旋盤を使って図面どおりの部品をアルミの丸棒から削りだしましょう。

何っと言った事はありませんね、コツコツと段取りよく作業を進めさえすれば完成です。

 今回は予備も含めて3組み作る事にしましょう。
このケースの中に[レーザーモジュール]が入るのはお判りでしょうが・・・・

 この側面から開けた穴の正体が、お判りになりますか。


      ここが・ミソです  (^。^)
[レーザーモジュール]のケース等の加工が一通り終わりましたら、次は機械の主軸に取り付ける為の[ホルダー]と[ブラケット]を作りましょう。

プレートはCNCで抜けば雑作も無い事ですね。

  これも3組み作っておきましょう。
上記のホルダーを主軸に直接取り付けたのでは[光軸]の調整が出来ませんので[マウント]を介して取り付けます。

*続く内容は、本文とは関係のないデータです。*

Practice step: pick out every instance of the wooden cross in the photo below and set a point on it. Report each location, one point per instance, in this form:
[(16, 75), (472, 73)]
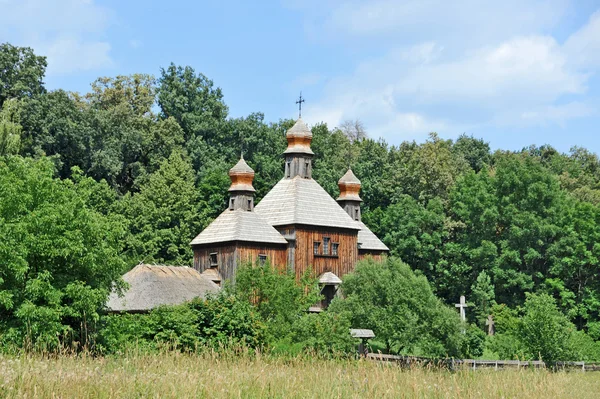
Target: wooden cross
[(490, 323), (462, 305), (299, 102)]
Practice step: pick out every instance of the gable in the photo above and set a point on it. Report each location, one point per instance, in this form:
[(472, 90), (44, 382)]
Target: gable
[(303, 201)]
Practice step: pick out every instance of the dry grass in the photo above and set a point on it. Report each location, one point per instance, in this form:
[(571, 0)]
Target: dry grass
[(173, 375)]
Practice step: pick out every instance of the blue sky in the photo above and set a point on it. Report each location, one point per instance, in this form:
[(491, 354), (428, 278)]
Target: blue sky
[(513, 72)]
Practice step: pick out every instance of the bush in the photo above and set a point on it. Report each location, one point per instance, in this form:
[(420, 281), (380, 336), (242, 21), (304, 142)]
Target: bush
[(59, 257), (278, 297), (400, 307), (543, 330), (473, 342), (216, 322)]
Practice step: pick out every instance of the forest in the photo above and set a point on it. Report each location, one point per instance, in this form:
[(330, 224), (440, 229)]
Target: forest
[(92, 184)]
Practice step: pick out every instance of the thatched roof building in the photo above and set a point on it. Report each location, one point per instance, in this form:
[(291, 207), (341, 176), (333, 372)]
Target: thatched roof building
[(151, 286)]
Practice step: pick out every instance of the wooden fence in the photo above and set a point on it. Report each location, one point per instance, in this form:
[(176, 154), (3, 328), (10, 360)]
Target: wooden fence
[(455, 364)]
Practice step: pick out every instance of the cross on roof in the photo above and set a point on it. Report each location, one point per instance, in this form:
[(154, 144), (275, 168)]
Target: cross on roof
[(490, 323), (462, 305), (299, 102)]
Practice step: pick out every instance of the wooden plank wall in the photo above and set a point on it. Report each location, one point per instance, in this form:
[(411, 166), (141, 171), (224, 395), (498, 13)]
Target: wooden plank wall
[(276, 256), (230, 256), (340, 265), (375, 255), (225, 258)]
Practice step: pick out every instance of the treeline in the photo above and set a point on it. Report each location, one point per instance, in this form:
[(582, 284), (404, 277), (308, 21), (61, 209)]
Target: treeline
[(92, 184)]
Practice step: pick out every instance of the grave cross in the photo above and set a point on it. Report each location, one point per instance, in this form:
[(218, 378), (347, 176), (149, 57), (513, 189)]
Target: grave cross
[(490, 323), (299, 102), (462, 305)]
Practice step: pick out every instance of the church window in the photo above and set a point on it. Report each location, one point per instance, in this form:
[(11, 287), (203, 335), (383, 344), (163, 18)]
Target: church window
[(328, 291), (334, 248), (316, 246), (326, 241), (213, 259)]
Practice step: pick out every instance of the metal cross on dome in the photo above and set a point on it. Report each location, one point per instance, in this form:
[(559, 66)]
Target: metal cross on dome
[(299, 102), (462, 306)]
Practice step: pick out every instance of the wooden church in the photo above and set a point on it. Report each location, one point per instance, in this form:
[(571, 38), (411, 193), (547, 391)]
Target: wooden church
[(297, 225)]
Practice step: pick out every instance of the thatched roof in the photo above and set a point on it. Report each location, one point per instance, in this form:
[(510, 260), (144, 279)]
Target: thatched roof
[(239, 225), (302, 201), (151, 286), (367, 240), (361, 333)]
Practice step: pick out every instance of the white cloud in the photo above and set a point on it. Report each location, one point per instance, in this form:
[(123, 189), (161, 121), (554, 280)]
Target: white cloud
[(451, 66), (559, 114), (68, 32)]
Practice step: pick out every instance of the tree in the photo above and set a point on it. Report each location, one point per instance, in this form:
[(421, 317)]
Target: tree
[(164, 215), (279, 298), (543, 330), (475, 151), (354, 130), (400, 307), (192, 100), (482, 292), (59, 258), (10, 129), (21, 72)]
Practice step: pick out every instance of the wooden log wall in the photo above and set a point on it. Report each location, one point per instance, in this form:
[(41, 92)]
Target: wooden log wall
[(341, 264)]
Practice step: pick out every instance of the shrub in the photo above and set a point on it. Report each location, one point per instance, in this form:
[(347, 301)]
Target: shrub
[(400, 307), (543, 330)]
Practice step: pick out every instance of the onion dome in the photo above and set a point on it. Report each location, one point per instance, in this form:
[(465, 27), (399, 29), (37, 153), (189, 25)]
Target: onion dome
[(349, 187), (299, 138), (241, 176)]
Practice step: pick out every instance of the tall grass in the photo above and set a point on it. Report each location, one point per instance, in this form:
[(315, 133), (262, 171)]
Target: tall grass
[(211, 375)]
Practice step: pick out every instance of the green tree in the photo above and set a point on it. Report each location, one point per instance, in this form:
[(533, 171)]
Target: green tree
[(10, 129), (543, 330), (279, 298), (164, 215), (21, 72), (400, 307), (59, 258), (192, 100)]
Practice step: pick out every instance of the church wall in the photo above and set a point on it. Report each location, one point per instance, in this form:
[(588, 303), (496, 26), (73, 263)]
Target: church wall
[(225, 258), (375, 255), (231, 255), (339, 265)]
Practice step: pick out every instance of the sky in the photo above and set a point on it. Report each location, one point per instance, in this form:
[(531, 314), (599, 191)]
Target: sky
[(512, 72)]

光軸を主軸の真下に照射する為には斜め方向から照らさなければなりません。

そこで約15度の傾きをつけた台形型となっているのです。
全ての加工が終わったようですので定番の[アルマイト処理]を行いましょう。

手法については私のHPの【特集】で【アルマイト加工】があり詳しく処理方法をご紹介していますので、そちらを参考にして下さい。
無事アルマイト処理が完了しましたら、いよいよ組み立ててまいりましょう。

まずはM2のサラビスで[ホルダー]と[ブラケット]を組み立てましょう。

M2のビス2本に強度不足を感じるようでしたら[接着剤]を併用して下さい。
[レーザーモジュール]の組み込みも終わりましたら照射試験をしてみましょう。

当たり前の事ですが、このままでは[ピンポイント]ですね。

ただし、他の[レーザーモジュール]で試しても同じなのですが、このタイプの[レーザーモジュール]は若干[楕円]と言うか[縦長]に照射され、モジュールの基盤に対してその角度が大よそ決まっているようです。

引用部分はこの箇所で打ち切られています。